Let me show you how coconuts can make the ordinary extraordinary.
I was born and bred in the Philippines, a tropical country lavished by endless summers, sand, and sea.
I love living here because it does not take much to be happy when you always have the sun on your side. Even if you are having a tough time, a smile is never far away, the perfect weather being the instigator. Even if I live in the city, I still get my Vitamin D fix and a steady supply of our own “fruit of the gods.”

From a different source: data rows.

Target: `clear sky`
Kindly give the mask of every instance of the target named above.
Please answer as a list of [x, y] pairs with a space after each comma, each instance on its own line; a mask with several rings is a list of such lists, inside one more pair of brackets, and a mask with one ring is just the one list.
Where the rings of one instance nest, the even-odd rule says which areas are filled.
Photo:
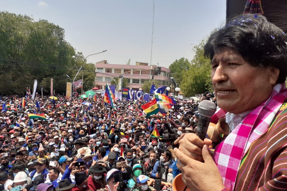
[[[168, 67], [189, 60], [192, 47], [224, 21], [226, 0], [155, 0], [152, 63]], [[9, 0], [0, 10], [45, 19], [65, 30], [65, 38], [88, 62], [150, 63], [152, 0]]]

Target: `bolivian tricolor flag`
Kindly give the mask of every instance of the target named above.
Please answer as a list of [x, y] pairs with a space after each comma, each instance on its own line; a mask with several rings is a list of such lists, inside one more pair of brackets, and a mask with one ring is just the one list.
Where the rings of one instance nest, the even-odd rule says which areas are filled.
[[155, 126], [155, 128], [153, 129], [153, 130], [152, 131], [152, 134], [150, 135], [150, 136], [152, 137], [158, 138], [160, 139], [161, 139], [161, 136], [159, 135], [158, 131], [158, 128], [156, 126]]
[[155, 99], [150, 102], [143, 105], [141, 108], [144, 110], [144, 112], [146, 113], [146, 117], [147, 118], [152, 115], [156, 114], [158, 113], [158, 104], [156, 103], [156, 100]]
[[42, 120], [46, 120], [45, 114], [44, 113], [42, 114], [28, 113], [28, 116], [29, 117], [29, 119], [35, 119], [35, 118], [39, 118], [40, 119], [42, 119]]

Coconut palm trees thrive in sandy soil, in tropical areas with high humidity and high precipitation. They cannot tolerate cold weather. This has tremendous benefits for the Philippines, which is the second-largest producer of coconuts in the world and where every part of the tree is used for both culinary and non-culinary purposes.
In these parts, one coconut can take you to a surprising culinary adventure. Here’s how:
- Order a fresh coconut at a local restaurant or a sidewalk vendor. This costs around $0.50 here (but around $4 at Whole Foods — wow)
- Drink the fresh coconut juice slowly, OR
- Transfer the juice to your water bottle then chill (It is a drink best served cold), OR
- Buy VitaCoco from the supermarket
Then feel yourself heal as electrolytes and antioxidants make their way through your body.
Coconut water is known for its superior health benefits. It is loaded with potassium, magnesium, vitamin C, amino acids and electrolytes. It is a quick way to hydrate and recover lost nutrients and is a worthy substitute for sports drinks after an intense workout.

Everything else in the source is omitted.